3. Data Security and Privacy
- Is training data protected (encryption, access control)?
- Are privacy impacts assessed before deployment?
- Are controls in place to prevent PII leakage?
- Is data classification implemented?
- Are differential privacy techniques applied where needed?
4. Model Integrity and Validation
- Is model integrity verified before deployment?
- Are models continuously tested against known test cases?
- Are models red-teamed for adversarial robustness?
- Is model behaviour monitored in production?
- Can you detect drift, tampering, and degradation?
5. Security Operations and Incident Response
- Are there AI-specific incident response procedures?
- Is there continuous monitoring of model outputs?
- Can you detect and contain compromised models?
- Are audit logs maintained for all model access?
- Are incidents reviewed and lessons learned captured?
6. Compliance and Audit
- Do AI systems comply with regulatory requirements (Privacy Act, APRA, etc.)?
- Are compliance assessments conducted regularly?
- Can you demonstrate compliance to auditors?
- Are audit trails maintained?
- Is there independent assurance of AI security?
Common Regression Patterns
As you progress, watch out for these regression patterns:
Speed Regression
You implement rigorous controls that slow down model development.
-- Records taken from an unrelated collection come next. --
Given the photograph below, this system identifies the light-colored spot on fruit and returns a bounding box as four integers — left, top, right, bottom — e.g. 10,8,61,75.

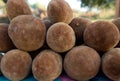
13,27,17,33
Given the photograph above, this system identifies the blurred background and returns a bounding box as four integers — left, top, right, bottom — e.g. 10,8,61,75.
0,0,120,23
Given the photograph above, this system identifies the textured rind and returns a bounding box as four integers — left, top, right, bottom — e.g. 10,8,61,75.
84,21,120,51
32,50,62,81
102,48,120,81
46,22,76,52
1,49,32,81
6,0,32,20
64,46,101,81
112,18,120,47
0,23,15,52
69,17,92,45
8,15,46,51
47,0,73,24
0,54,3,75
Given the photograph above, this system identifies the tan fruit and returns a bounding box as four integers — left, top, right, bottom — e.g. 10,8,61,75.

Teams get frustrated and find workarounds. Suddenly you're back to Level 1 (but with the appearance of Level 3).
Prevention: Design controls that enable fast, safe development. Use automation to reduce manual overhead.
Scope Creep Regression
You implement Level 3 controls for critical systems. Then new models are deployed outside the governance process, claiming they're "experimental" or "non-critical".
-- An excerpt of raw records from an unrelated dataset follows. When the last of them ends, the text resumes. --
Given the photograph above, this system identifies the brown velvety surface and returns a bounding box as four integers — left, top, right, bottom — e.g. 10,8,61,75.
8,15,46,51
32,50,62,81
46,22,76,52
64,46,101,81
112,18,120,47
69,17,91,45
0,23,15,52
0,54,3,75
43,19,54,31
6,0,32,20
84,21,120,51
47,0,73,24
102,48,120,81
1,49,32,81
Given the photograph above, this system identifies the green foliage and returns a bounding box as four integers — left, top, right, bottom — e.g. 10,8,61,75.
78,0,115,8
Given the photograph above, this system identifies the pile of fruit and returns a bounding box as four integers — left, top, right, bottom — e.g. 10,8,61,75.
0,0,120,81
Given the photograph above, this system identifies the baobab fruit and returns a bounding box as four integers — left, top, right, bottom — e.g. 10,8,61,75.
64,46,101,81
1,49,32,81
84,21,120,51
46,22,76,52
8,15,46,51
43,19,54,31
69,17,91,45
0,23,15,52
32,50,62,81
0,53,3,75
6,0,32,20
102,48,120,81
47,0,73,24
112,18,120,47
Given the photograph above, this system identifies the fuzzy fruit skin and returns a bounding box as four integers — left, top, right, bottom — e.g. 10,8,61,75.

Prevention: Define "in scope" clearly. All models in production, even small ones, go through governance.
Turnover Regression
Your AI security team leads leave. New team members aren't fully trained. Procedures aren't followed consistently. Maturity declines quietly.
Prevention: Document everything. Build continuous training into your AI security programme.
Tool Regression
You use a tool to scan models for vulnerabilities. The tool breaks with a new model architecture. Instead of fixing it, teams work around it. Tool becomes useless. Monitoring degrades.
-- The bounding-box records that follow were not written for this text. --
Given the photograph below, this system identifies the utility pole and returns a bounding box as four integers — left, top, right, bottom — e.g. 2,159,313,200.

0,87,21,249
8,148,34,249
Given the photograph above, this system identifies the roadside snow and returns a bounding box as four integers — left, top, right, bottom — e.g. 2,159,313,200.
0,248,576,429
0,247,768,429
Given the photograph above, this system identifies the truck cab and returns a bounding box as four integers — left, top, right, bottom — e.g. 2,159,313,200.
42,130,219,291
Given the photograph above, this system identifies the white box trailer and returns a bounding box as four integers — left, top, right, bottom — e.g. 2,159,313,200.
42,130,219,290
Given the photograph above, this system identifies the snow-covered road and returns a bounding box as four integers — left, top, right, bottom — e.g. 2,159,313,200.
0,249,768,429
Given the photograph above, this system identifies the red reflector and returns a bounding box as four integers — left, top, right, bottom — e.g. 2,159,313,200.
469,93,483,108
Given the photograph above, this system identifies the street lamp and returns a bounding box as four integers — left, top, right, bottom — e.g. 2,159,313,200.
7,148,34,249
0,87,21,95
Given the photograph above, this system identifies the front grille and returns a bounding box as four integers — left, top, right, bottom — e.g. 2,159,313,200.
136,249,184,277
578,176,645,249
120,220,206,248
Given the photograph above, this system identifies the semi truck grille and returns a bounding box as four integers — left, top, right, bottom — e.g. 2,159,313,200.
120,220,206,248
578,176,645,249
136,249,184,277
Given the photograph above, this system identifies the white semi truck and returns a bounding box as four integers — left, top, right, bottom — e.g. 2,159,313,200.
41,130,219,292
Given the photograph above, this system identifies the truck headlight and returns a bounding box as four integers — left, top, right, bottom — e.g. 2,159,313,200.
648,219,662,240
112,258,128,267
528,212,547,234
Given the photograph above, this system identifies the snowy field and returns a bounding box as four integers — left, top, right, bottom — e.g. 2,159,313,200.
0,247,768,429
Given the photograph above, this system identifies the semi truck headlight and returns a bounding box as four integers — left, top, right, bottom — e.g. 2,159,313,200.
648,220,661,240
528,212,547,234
Prevention: Invest in maintainable tools. Have alternatives ready if primary tool fails.
Roadmap: Getting from Where You Are to Where You Need to Be
Year 1: Foundation (Levels 1→2)
- Assess current state honestly
- Create AI governance policy
- Build model inventory
- Implement basic approval process
- Scan dependencies for known vulnerabilities
- Implement basic access control
- Create incident logging system
Year 2: Formalisation (Levels 2→3)
- Formalise risk assessment and threat modelling
- Implement model signing and verification
- Build continuous validation testing framework
- Establish baseline monitoring for model behaviour
- Create AI-specific incident response playbooks
- Implement privacy impact assessments
- Vet third-party models formally
Year 3+: Maturity (Levels 3→4/5)
- Define and measure AI security metrics
- Implement advanced monitoring and anomaly detection
- Integrate differential privacy where needed
- Conduct regular red teaming and adversarial testing
- Automate compliance and governance
- Integrate AI security into architecture and design
Australian Context
For Australian organisations:
- Government and critical infrastructure: Target at least Level 3 (essential controls). ASIO/ASD will expect this.
- Financial services: APRA is watching. Target Level 3+ for regulated AI systems.
- All organisations: Expect regulatory requirements for AI governance to tighten. Build to Level 3 at minimum.
Key Takeaways
- Maturity models help you understand where you stand and where you need to go
- Most organisations are at Level 1 or 2. This is not sustainable long-term.
- Target at least Level 3 for any AI system in production handling sensitive data
- Progression takes time. Focus on foundational controls first.
- Avoid regression by building sustainable processes and investing in people
- For Australian organisations, regulatory expectations are rising. Build maturity proactively.